Personal information
- Full name: Oliver Edward Burford
- Born: 23 July 1980 (age 46) Lincoln, Lincolnshire, England
- Batting: Right-handed
- Role: Wicket-keeper

Domestic team information
- 1999–present: Lincolnshire

Career statistics
| Competition | List A |
| Matches | 8 |
| Runs scored | 123 |
| Batting average | 20.50 |
| 100s/50s | –/1 |
| Top score | 55 |
| Balls bowled | – |
| Wickets | – |
| Bowling average | – |
| 5 wickets in innings | – |
| 10 wickets in match | – |
| Best bowling | – |
| Catches/stumpings | 5/1 |
- Source: Cricinfo, 23 June 2011

= Oliver Burford =

English cricketer

Oliver Edward Burford (born 23 July 1980) is an English cricketer. Burfield is a right-handed batsman who fields as a wicket-keeper. He was born in Lincoln, Lincolnshire.
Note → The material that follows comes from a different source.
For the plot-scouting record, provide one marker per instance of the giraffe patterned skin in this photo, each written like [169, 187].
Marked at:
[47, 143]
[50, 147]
Burford made his debut for Lincolnshire in the 1999 Minor Counties Championship against Cambridgeshire. Burford has played Minor counties cricket for Lincolnshire from 1999 to present, which included 65 Minor Counties Championship matches and 39 MCCA Knockout Trophy matches. He made his List A debut against Suffolk in the 2001 Cheltenham & Gloucester Trophy. He played 7 further List A matches for Lincolnshire, the last coming against Glamorgan in the 2004 Cheltenham & Gloucester Trophy. In his 8 matches, he scored 123 runs at an average of 20.50. He scored a half century against the Surrey Cricket Board in the 2002 Cheltenham & Gloucester Trophy. Behind the stumps, Burford took 5 catches and made a single stumping.

He has previously played Second XI cricket for the Nottinghamshire and Gloucestershire Second XI's.